Funds investing in Japanese markets had been a highlight of the regional concentrations in 2010. Prior to May, many of these funds were en route to their best year since 2003 when the HFN Japan Index was +20.44%; the last time the benchmark produced double digit returns.
Monthly Asset Flow Estimates
• Total estimated hedge fund assets at the end of May 2010 were $2.234 trillion, decrease of 2.82%, or $64.74 billion from April.
• Performance accounted for $66.87 billion of the decrease and investor allocations accounted for a net inflow of $2.13 billion. Net inflows were the lowest since January, the second month in a row of slower rates of increase.
• The core rate of growth (% asset change due to investor allocations/redemptions) was an increase of 0.09%, the second slowest rate of increase since HFN began tracking asset flow data in Q4 2003.
• Through May 2010, investors have added a net $26.46 billion to the hedge fund industry while performance has added an additional $36.04 billion.
The optimistic aspect of the flow data from May is that despite performance losses, investor flows were positive. Additionally, the last time the industry experienced a month of average performance declines, January 2010, it was not followed by a wave of outflows. However, the declining rate of flows since February, along with the recent losses will make June data an important litmus test of the conviction of hedge fund investors.
May Sub-Sector Specific Flows
• U.S. based funds had above average net inflows in May while funds investing in Europe experienced their first net outflows in five months.
• Funds investing in Europe and Eastern Europe were responsible for all net outflows on a regional investment basis in May. This is not a surprise given the heightened un-certainty around many euro-zone economies.
• Equity strategies experienced a slight net outflow in May following three straight months of inflows. Fixed income strategy assets increased more than 1% due to net investor flows, the highest rate in six months.

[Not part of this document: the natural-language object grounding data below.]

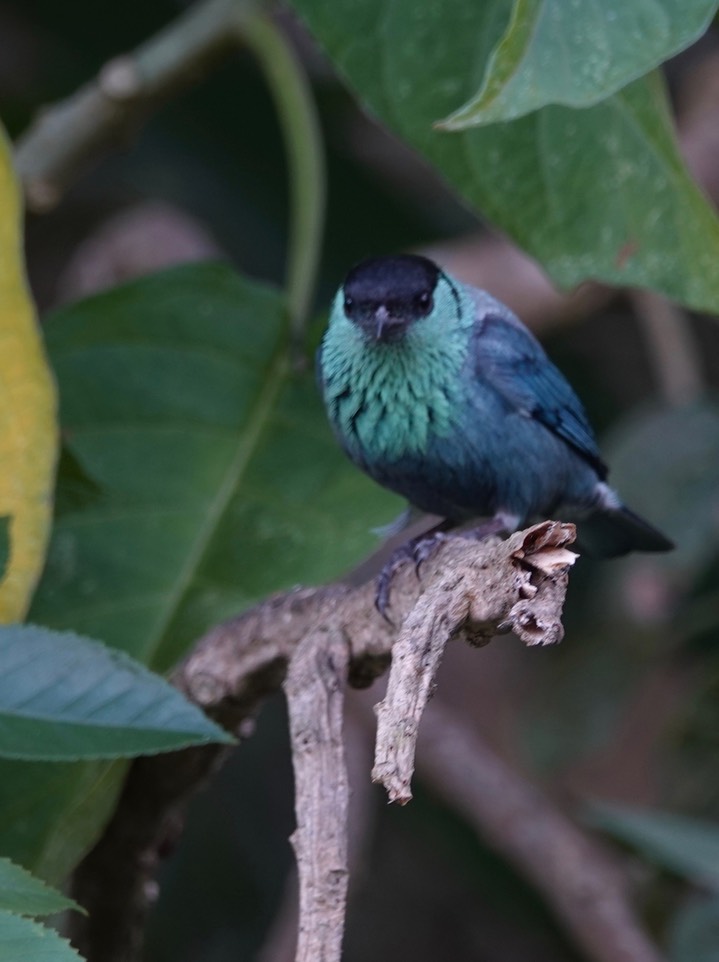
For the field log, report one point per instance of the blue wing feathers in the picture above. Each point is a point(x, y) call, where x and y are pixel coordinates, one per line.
point(513, 363)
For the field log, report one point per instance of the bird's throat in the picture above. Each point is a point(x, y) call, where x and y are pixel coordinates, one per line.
point(389, 401)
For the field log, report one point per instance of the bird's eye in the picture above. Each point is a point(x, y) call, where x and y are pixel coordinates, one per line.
point(424, 302)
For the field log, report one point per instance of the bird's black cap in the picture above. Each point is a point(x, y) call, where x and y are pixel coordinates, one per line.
point(400, 277)
point(384, 295)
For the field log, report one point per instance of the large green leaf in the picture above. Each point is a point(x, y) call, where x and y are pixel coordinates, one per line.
point(23, 894)
point(212, 477)
point(24, 939)
point(199, 474)
point(64, 698)
point(687, 846)
point(600, 192)
point(578, 53)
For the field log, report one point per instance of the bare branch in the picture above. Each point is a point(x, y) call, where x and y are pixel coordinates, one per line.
point(531, 595)
point(494, 585)
point(314, 687)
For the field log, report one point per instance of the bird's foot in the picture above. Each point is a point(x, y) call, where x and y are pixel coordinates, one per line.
point(417, 550)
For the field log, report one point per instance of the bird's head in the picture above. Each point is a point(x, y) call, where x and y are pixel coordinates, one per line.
point(385, 297)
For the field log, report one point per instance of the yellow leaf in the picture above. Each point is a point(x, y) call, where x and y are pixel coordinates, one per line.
point(28, 428)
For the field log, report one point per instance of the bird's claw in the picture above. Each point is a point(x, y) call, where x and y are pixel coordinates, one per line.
point(417, 550)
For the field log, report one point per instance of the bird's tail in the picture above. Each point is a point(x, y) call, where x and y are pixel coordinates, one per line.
point(611, 532)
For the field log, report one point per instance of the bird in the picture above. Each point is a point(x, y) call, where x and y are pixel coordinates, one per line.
point(439, 393)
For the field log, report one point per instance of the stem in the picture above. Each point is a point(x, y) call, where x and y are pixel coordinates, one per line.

• Relative value strategies (macro, arbitrage, event driven) were the primary receivers of net positive investor inflows in May. Long/short, distressed and even CTA/managed futures products had net outflows.
May Performance Review
Fixed Income (FI) Strategies
• The average of all fixed income focused strategies was -0.90% in May and +4.60% YTD.
• High yield strategies fell most, -2.18% and mortgage strategies were only down slightly, -0.09%.
• Fixed income fund assets fell an estimated -0.20% to $534.49 billion. Investors added net $6.06 billion in May.
Equity (EQ) Strategies
• The average of all equity focused strategies was -3.55% in May and +0.65% YTD.
• EQ natural resource sector focused funds fell most, -5.48%, but all sector focused strategies were down for the month.
• Equity fund assets fell an estimated -5.15% to $712.56 billion. Investors withdrew net $5.47 billion in May.
Commodity and Foreign Exchange (FX) Related Strategies
• Broad natural resource commodity strategies were -2.30% in May and -2.24% in 2010.
• Oil/energy related commodity funds fell most in May, -4.08%, but agriculture and metals strategies dropped as well.
• FX strategies were again mostly positive, +0.30% and the group is +3.00% YTD.
Summary Analysis
Global developed equity markets are near flat for June, but some EM countries are showing gains following large losses in May. A fair amount of uncertainty remains on the global economic front and U.S. treasury yields have fallen significantly during the month reaching levels not seen in over a year. Major commodity prices appear to be the beneficiaries of this environment and gold has risen nearly 3% in June at the time of writing. With fund inflows slowing for the third month in a row, should the industry have another difficult month we may begin to see net outflows for the first time since December.